Pengembang Rumah Subsidi Dituntut Kualitas
SURABAYA – Kebijakan penyederhanaan perizinan pembangunan rumah masyarakat berpenghasilan rendah (MBR) dinilai pengembang tidak sejalan dengan regulasi baru yang juga dikeluarkan. Peraturan baru tersebut terutama menuntut pengembang rumah subsidi untuk meningkatkan kualitas bangunan.
Ketua Asosiasi Perumahan dan Permukiman Seluruh Indonesia (Apersi) Jatim Soepratno menyatakan, tahun ini pengembang rumah subsidi diwajibkan menggunakan bahan bangunan besi berdiameter 10 mm. Sebelumnya, pengembang masih bisa menggunakan besi dengan diameter 6 mm dan 8 mm.
’’Kami sempat khawatir karena ada rumah produksi 2017 yang proses realisasi bank mundur menjadi tahun ini,’’ ujarnya kemarin. Namun, pengembang yang mengalami hal itu diberi kelonggaran dengan tidak mengikuti aturan terbaru soal pemakaian besi. Syaratnya menandatangani surat pernyataan tentang kualitas bangunan rumah.
Berdasar kalkulasi pengembang MBR, selisih harga pemakaian besi diameter 10 mm masih sesuai dengan harga jual rumah yang dipatok pemerintah. ’’Sebenarnya, kalau pakai besi dengan diameter di bawah itu, masih bisa. Karena rumah subsidi ini memiliki konsep rumah tumbuh,’’ ungkapnya. Namun, hal itu juga berpengaruh terhadap keuntungan yang didapat pengembang.
Karena itu, dia meminta pemerintah bisa menyesuaikan harga rumah lima tahun mendatang mulai 2019. Sebagaimana diketahui, kebijakan harga rumah subsidi lima tahun lalu berakhir pada 2018. Dengan demikian, pemerintah harus menyusun regulasi baru.
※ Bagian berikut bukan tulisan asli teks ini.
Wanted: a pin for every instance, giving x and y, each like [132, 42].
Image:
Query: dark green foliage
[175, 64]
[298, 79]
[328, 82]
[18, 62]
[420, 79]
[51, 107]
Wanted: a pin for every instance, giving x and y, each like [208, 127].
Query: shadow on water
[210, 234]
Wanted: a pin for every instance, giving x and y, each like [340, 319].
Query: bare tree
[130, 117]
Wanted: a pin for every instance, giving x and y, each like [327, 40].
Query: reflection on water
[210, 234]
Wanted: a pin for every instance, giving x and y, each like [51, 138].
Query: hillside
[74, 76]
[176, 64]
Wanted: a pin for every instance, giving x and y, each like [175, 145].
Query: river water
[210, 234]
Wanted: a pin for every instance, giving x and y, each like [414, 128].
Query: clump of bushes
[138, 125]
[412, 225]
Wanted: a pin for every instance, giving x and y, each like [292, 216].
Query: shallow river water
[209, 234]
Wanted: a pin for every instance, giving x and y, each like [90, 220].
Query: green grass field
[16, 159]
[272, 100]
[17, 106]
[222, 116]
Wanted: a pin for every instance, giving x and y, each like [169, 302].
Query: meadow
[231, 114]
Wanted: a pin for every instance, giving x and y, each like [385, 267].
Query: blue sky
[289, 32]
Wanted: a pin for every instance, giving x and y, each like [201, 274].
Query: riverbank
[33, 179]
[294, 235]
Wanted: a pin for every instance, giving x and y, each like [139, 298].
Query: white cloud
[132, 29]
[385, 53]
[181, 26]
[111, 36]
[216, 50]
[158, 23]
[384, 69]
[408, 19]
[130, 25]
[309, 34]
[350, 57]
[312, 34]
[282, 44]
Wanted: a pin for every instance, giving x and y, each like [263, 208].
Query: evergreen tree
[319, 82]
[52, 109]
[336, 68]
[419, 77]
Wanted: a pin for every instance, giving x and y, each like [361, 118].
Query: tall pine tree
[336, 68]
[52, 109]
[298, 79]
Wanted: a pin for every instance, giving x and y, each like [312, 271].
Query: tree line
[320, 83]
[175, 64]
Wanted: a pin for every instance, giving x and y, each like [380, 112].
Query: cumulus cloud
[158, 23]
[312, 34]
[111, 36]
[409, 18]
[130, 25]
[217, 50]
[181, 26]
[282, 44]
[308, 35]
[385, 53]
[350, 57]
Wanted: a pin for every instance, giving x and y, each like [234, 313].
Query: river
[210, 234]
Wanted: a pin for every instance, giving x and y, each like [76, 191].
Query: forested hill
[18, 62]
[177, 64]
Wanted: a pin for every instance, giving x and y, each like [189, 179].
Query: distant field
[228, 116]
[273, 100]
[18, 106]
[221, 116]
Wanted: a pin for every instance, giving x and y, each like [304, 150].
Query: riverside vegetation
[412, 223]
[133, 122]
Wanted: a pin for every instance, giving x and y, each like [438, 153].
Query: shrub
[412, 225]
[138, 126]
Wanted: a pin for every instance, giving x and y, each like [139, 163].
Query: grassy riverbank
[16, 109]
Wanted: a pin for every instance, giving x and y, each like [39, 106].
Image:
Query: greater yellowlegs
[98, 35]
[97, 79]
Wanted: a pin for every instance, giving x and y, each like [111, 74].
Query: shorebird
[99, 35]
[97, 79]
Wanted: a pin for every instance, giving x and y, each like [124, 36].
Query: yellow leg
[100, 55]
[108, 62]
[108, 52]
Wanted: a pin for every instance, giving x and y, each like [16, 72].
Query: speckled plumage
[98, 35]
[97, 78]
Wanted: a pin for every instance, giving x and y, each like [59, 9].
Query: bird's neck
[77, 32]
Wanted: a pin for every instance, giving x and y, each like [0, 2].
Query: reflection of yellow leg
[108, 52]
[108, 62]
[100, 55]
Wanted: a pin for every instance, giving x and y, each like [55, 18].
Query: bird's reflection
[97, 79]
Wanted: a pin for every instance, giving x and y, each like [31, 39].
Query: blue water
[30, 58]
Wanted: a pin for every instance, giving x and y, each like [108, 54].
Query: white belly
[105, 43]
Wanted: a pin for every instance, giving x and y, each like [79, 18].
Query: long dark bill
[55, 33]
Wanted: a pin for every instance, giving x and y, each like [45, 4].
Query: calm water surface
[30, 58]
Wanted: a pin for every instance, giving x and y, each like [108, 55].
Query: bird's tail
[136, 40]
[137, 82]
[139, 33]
’’Di beberapa daerah, patokan harga rumah subsidi sudah tidak relevan. Harapan kami, pemerintah memperhitungkan itu,’’ jelasnya. Meski begitu, ada beberapa regulasi juga yang dinilai menguntungkan pengembang. Yakni, pembebasan PPN 10 persen dan pemangkasan PPh final dari 2,5 persen menjadi 1 persen.